I am! You can look up Seattle Data Guy!
I'm still wondering why a programmer will create an AI to take away our jobs
Because the business who creates that tech will become very rich 😅
@@SeattleDataGuy indeed, but at the expense of taking away people's career 😭
@@collinsnnadozie5092 google "luddite"
@@Zuranthus Are you the developer of AI Chat GPT ?
@@collinsnnadozie5092 no, i'm just your average day rational individual that understands advancements will be made and you will find some other job to do. or do you propose we all go back to tilling the land and raising barns? cause you know, that would make sure there's plenty of work to go around for everyone
Hi Ben, I'm a entry level into IT industry. Im more interested towards the field of data. Im confused to go with machine learning or data engineering.. please suggest .
Thanks.
entry level = data analyst. Microsoft Certified: Power BI Data Analyst Associate is the best course.
@@gavinkalaher7314 thanks
Please make a video on why you left Facebook. 😢
Have you seen this video? ua-cam.com/video/VtnQv-CN_NE/v-deo.html
Love your name. 💚
@@SeattleDataGuy Thank you. You don’t discuss why you left in that video though…

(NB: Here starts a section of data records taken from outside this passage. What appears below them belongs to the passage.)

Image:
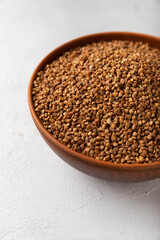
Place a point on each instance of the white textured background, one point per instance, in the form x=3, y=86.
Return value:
x=41, y=197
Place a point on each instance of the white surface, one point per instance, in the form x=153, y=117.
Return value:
x=41, y=197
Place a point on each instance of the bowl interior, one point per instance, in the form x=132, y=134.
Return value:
x=152, y=40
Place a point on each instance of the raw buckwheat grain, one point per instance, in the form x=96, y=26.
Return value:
x=103, y=100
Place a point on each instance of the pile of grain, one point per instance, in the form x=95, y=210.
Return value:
x=103, y=100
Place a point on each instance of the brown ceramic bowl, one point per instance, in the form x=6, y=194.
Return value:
x=88, y=165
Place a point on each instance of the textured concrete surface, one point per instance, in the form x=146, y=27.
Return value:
x=41, y=197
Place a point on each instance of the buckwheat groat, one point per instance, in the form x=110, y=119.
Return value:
x=103, y=100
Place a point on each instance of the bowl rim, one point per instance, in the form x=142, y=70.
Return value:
x=49, y=136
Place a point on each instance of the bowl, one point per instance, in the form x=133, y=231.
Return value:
x=96, y=168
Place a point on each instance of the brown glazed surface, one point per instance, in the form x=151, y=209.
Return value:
x=88, y=165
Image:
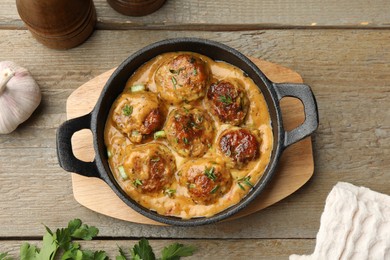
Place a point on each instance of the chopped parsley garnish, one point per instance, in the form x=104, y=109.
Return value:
x=174, y=82
x=127, y=110
x=169, y=192
x=137, y=182
x=155, y=159
x=210, y=173
x=246, y=181
x=214, y=190
x=227, y=100
x=176, y=71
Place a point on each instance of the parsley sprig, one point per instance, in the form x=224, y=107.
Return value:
x=60, y=245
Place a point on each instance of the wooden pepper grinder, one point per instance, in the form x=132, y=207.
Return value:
x=58, y=24
x=136, y=7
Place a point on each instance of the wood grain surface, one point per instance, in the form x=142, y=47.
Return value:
x=229, y=15
x=346, y=64
x=261, y=249
x=347, y=70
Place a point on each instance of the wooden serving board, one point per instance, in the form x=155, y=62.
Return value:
x=295, y=167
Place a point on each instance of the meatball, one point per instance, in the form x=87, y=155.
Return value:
x=240, y=145
x=228, y=101
x=137, y=114
x=206, y=181
x=149, y=167
x=185, y=77
x=189, y=131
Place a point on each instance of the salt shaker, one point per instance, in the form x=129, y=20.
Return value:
x=58, y=24
x=136, y=7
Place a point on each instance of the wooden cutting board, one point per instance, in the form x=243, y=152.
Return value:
x=295, y=167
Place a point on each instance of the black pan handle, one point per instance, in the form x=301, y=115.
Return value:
x=304, y=93
x=65, y=155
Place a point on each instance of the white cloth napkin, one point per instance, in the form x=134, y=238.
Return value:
x=355, y=224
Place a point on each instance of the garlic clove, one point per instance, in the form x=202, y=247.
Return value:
x=19, y=96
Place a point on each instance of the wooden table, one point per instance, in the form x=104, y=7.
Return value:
x=341, y=49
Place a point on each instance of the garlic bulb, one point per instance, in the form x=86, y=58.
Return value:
x=19, y=96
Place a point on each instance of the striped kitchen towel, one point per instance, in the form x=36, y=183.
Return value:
x=355, y=224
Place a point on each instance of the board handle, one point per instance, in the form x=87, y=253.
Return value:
x=65, y=155
x=304, y=93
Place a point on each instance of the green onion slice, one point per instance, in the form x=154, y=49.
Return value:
x=123, y=173
x=160, y=134
x=138, y=87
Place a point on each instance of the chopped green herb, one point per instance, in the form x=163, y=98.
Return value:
x=210, y=173
x=192, y=185
x=127, y=110
x=176, y=71
x=227, y=100
x=137, y=182
x=169, y=192
x=240, y=185
x=122, y=173
x=159, y=134
x=135, y=133
x=137, y=88
x=155, y=159
x=186, y=110
x=174, y=82
x=246, y=181
x=214, y=190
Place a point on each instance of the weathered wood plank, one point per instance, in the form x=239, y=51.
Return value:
x=229, y=15
x=349, y=74
x=270, y=249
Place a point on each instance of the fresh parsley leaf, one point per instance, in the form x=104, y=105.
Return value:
x=85, y=232
x=127, y=110
x=49, y=247
x=122, y=254
x=4, y=256
x=143, y=250
x=227, y=100
x=27, y=252
x=176, y=250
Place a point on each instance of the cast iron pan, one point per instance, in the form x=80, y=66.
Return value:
x=95, y=121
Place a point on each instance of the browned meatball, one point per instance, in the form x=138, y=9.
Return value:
x=149, y=167
x=206, y=181
x=183, y=78
x=229, y=101
x=137, y=114
x=189, y=131
x=240, y=145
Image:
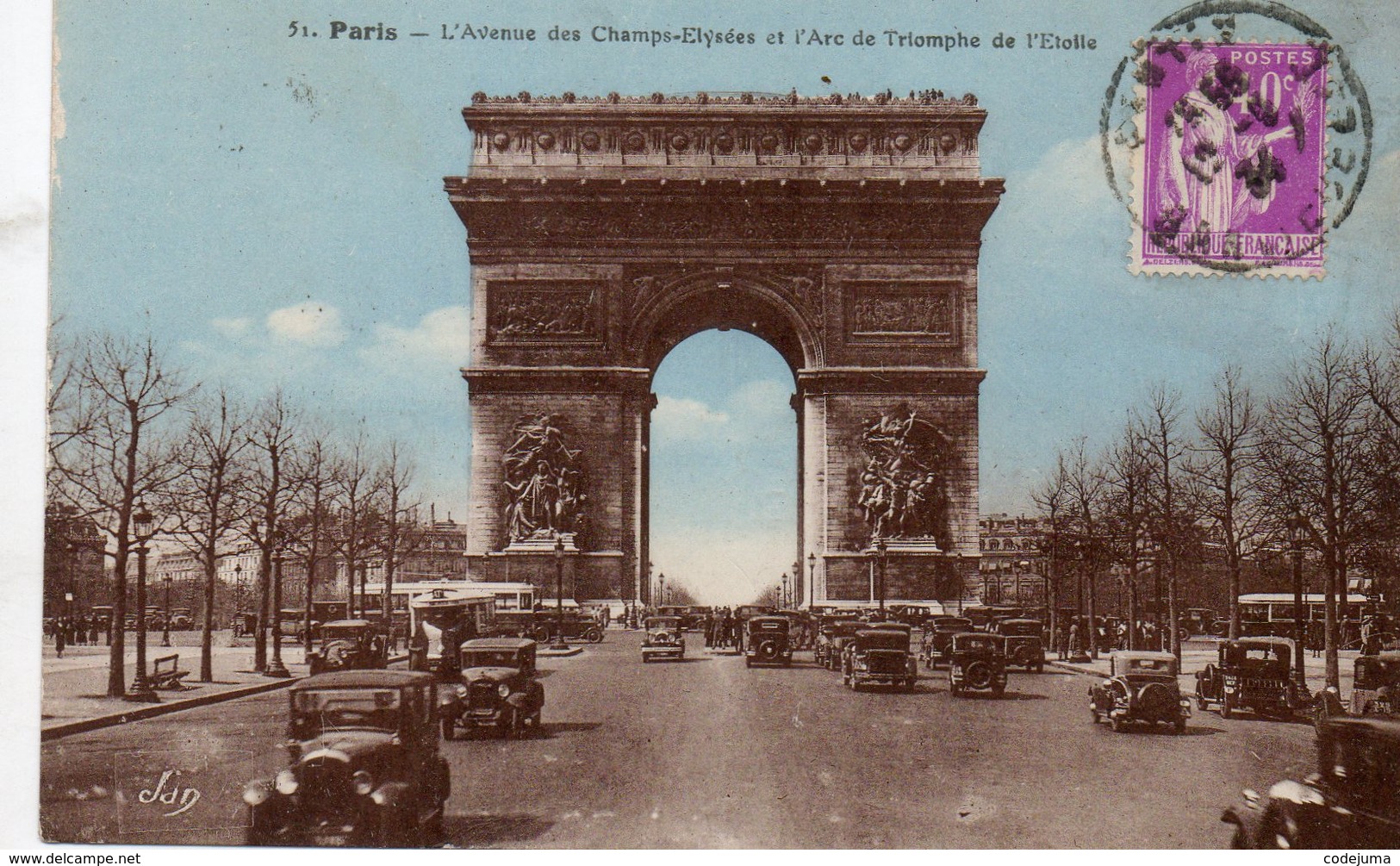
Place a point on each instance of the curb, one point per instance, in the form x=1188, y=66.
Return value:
x=82, y=726
x=1074, y=669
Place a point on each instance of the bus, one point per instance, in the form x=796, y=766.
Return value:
x=508, y=595
x=440, y=621
x=1272, y=614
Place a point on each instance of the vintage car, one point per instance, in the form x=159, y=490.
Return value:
x=1375, y=691
x=824, y=644
x=768, y=640
x=842, y=635
x=664, y=638
x=1025, y=642
x=364, y=769
x=349, y=645
x=938, y=638
x=976, y=660
x=1350, y=803
x=1140, y=687
x=499, y=688
x=577, y=626
x=1254, y=673
x=880, y=655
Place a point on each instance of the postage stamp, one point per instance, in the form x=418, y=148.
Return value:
x=1232, y=159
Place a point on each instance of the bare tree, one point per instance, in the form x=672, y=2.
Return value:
x=358, y=489
x=1160, y=436
x=1129, y=477
x=206, y=503
x=1225, y=465
x=1086, y=488
x=115, y=452
x=1316, y=454
x=399, y=532
x=271, y=436
x=309, y=530
x=1052, y=498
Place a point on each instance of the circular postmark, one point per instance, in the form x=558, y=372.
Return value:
x=1236, y=134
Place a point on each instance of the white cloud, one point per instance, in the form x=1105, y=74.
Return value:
x=763, y=401
x=309, y=324
x=687, y=420
x=441, y=335
x=233, y=328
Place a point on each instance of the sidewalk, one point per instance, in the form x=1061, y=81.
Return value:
x=74, y=687
x=1198, y=653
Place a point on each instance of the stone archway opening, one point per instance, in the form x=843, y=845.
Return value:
x=843, y=232
x=723, y=468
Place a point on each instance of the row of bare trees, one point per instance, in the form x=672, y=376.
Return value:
x=130, y=434
x=1315, y=458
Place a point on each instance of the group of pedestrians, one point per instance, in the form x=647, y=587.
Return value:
x=73, y=631
x=723, y=629
x=1071, y=638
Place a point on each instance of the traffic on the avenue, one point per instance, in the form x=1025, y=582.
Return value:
x=855, y=726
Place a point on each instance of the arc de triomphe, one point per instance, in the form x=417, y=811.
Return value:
x=844, y=232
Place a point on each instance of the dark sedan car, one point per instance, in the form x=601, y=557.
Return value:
x=364, y=768
x=1353, y=801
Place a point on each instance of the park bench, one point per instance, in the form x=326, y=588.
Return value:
x=167, y=675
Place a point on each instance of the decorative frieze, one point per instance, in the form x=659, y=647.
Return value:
x=923, y=311
x=544, y=311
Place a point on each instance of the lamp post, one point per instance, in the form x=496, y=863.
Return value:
x=165, y=632
x=143, y=523
x=239, y=599
x=275, y=667
x=880, y=550
x=1297, y=526
x=559, y=595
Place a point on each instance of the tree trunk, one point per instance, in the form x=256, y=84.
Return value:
x=206, y=637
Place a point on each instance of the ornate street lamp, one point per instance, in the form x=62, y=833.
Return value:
x=143, y=528
x=880, y=548
x=559, y=586
x=1297, y=527
x=165, y=632
x=276, y=667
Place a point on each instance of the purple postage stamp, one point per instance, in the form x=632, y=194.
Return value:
x=1229, y=176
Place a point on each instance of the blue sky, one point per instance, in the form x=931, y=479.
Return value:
x=272, y=209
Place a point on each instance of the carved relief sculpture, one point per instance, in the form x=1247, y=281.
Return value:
x=903, y=485
x=542, y=313
x=544, y=481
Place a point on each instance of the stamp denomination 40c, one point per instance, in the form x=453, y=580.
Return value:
x=1231, y=167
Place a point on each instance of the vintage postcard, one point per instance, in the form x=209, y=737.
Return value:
x=963, y=425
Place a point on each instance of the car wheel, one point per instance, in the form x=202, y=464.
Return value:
x=1238, y=839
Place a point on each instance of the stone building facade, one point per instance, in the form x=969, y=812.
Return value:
x=843, y=232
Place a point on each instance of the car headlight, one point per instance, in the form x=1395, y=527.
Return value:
x=257, y=794
x=363, y=782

@@WisomofHal Thanks. Someone called me aggressively NPC.
@@SaveThatMoney411 Was there any reasoning?
It will shrink data engineering teams.
If many of the things that a data engineer was in charge of are now becoming a commodity, there might still be work, but paid significantly less.
I don't know if that's true. In many cases, as we automate work, it increased productivity which increased salaries. If AI acts as a tool, then I imagine it will be the same. Of course the ICs will see a decent jump in their pay but the biggest winner is always the corporations.